骑士似乎被他的叫嚣惹恼,抬手又是几记响亮的耳光,“啪啪啪”的声响在阴暗的牢房里格外刺耳,带着极强的韵律感。
“冒犯了教皇冕下,你没死已经是天大的幸事,还敢口出狂言?”
随后打开了牢门,直接将大湿一把推了进去。
“进去吧你,等教皇冕下什么时候想起你了,你就能盼望到你的死期了”
牢门“哐当”一声关上,落了锁。大湿踉跄着站稳身子,双手死死抓住冰冷的铁栏杆,看着骑士逐渐远去的身影,心底涌起一阵彻骨的悲凉。
自己会如何?死吗?
武魂殿将自己关在这里,唐三怎么办?没有自己在身边出谋划策,他的比赛该怎么赢?那些对手那么强大,没有自己的指导,唐三未必能走到最后。
片刻的绝望过后,他又强行冷静下来——他还活着,只要活着,就还有机会。
“我要见二龙,我要见二龙!”他喃喃自语,像是抓住了最后一根救命稻草。
凭借柳二龙在蓝电霸王龙家族的关系和地位,他未必没有脱身的可能性。
他瘫趴在地上,大口喘着气,脸上依旧残留着火辣辣的疼痛,那是阿银和骑士耳光留下的痕迹。
可他顾不上这些,只是一遍又一遍地嘶吼:“我要见二龙!见二龙!我有被探监的权利!!”
“来新人了?”
一道阴恻恻的声音从大湿脑海中升起,像是来自地狱的低语。
大湿浑身一僵,猛地抬起头,左顾右盼,只见牢房的角落里,躺着一个面色苍白得近乎透明的中年男人。

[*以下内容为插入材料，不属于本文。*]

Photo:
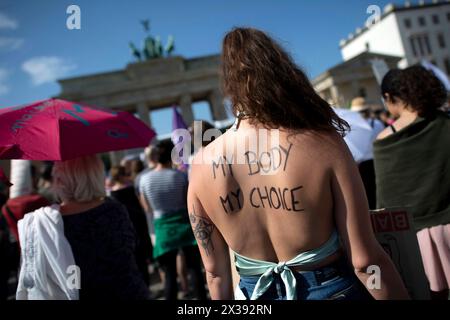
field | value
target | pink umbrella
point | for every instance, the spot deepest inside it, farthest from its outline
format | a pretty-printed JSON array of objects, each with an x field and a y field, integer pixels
[{"x": 60, "y": 130}]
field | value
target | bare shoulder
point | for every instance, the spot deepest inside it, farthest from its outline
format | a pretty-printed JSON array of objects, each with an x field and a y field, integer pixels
[{"x": 385, "y": 133}]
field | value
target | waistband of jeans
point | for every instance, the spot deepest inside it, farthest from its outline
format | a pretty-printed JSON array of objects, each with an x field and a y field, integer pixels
[{"x": 323, "y": 274}]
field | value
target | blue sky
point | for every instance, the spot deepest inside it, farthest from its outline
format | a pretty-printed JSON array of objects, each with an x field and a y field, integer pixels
[{"x": 36, "y": 47}]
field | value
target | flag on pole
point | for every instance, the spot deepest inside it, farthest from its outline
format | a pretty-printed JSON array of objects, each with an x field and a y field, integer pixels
[{"x": 181, "y": 139}]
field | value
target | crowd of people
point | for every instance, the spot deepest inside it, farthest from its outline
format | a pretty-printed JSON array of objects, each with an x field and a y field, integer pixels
[{"x": 136, "y": 221}]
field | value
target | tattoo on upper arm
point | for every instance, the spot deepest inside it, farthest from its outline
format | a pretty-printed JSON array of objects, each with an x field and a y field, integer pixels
[{"x": 203, "y": 229}]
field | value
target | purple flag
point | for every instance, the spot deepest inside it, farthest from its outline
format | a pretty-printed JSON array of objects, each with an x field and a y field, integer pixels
[
  {"x": 177, "y": 120},
  {"x": 178, "y": 123}
]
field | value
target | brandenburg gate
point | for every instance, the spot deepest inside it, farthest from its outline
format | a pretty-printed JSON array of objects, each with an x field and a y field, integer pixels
[{"x": 143, "y": 87}]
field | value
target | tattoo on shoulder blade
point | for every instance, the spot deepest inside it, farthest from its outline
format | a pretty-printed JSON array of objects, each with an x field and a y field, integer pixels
[{"x": 203, "y": 229}]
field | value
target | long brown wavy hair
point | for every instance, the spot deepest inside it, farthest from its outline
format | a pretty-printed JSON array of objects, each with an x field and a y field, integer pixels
[{"x": 263, "y": 82}]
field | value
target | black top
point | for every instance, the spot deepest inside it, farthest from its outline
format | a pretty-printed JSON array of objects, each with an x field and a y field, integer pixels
[
  {"x": 127, "y": 197},
  {"x": 103, "y": 243}
]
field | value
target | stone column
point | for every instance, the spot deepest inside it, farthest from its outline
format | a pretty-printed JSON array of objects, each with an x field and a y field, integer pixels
[
  {"x": 186, "y": 109},
  {"x": 143, "y": 112},
  {"x": 217, "y": 106}
]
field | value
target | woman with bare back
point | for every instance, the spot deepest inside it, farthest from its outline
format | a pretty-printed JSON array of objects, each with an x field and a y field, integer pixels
[{"x": 281, "y": 189}]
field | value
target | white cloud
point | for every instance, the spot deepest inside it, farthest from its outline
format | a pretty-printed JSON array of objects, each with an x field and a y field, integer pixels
[
  {"x": 4, "y": 89},
  {"x": 7, "y": 22},
  {"x": 7, "y": 43},
  {"x": 46, "y": 69}
]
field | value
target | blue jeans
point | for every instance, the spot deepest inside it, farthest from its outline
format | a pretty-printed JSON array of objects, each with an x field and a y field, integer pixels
[{"x": 336, "y": 281}]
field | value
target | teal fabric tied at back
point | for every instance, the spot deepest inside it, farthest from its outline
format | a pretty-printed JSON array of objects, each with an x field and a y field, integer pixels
[{"x": 251, "y": 267}]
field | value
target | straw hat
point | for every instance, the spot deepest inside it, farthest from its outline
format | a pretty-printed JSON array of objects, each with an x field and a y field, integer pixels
[{"x": 359, "y": 104}]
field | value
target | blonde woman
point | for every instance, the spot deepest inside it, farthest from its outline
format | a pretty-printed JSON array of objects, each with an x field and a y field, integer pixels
[{"x": 91, "y": 238}]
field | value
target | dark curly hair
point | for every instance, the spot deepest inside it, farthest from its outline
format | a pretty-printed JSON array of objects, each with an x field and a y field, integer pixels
[
  {"x": 417, "y": 87},
  {"x": 265, "y": 84}
]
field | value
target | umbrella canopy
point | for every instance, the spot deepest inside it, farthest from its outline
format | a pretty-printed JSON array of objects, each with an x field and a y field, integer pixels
[
  {"x": 360, "y": 138},
  {"x": 61, "y": 130}
]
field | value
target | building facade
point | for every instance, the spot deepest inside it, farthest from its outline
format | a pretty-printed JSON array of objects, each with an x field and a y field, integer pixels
[
  {"x": 412, "y": 31},
  {"x": 143, "y": 87},
  {"x": 352, "y": 78}
]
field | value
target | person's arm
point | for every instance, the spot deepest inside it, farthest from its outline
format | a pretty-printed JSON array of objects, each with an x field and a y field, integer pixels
[
  {"x": 213, "y": 249},
  {"x": 355, "y": 229}
]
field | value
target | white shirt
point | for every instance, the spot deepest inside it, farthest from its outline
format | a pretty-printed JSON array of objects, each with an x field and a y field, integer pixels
[{"x": 47, "y": 262}]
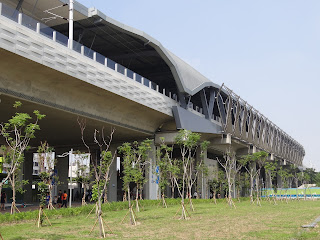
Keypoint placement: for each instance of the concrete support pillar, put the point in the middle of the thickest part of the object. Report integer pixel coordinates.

身上穿着破烂的囚服,浑身布满狰狞的伤口,正是他的狱友——时年。
时年的状态可不算好,他在被押送武魂城的路途中可是被唐三折磨的够呛,嗓子都给他毒哑了。
如今他全身上下都是伤口,就那么躺在牢房里。
大湿看了看时年那副半死不活的模样,又晃了晃发胀的脑袋,低声呢喃:“我耳鸣了吗?”
方才挨的那些耳光,下手极狠,此刻他的脑袋还嗡嗡作响,耳边全是轰鸣声。
“没耳鸣,是我。”
声音再一次响起,这一次更为清晰。
大湿循声望去,只见时年对着他露出一个微笑,一双眼睛在牢房里闪烁着诡异的光芒,犹如毒蛇看到了猎物。
“老天有眼啊……”时年的声音在大湿耳边回荡,带着难以掩饰的狂喜与怨毒。
时年已经被唐三毒哑了,而且被抽取了多次生命力,早就命不久矣。
看他这幅模样,千仞雪布置在他身上的圣罪枷锁自然也解除了。
没有圣罪枷锁,时年动用魂力不会再受到折磨,此刻他正是用自己的残梦武魂构建出的幻境和大湿说话。
大湿浑身一颤,这才看清这人是谁。
“你是时年?苍晖学院的那个老师,都说你失踪了。”
“难得,大师居然认得我。”时年的嘴唇没动,“也是,那位圣女还是好心,不忍心我的事影响我学生的比赛。”
“你想干什么?”大湿下意识向后爬了几步。
“干什么?”时年笑了,那笑容格外狰狞,眼底的恨意几乎要溢出来,“那个叫唐三的小子,是你的弟子,没错吧?”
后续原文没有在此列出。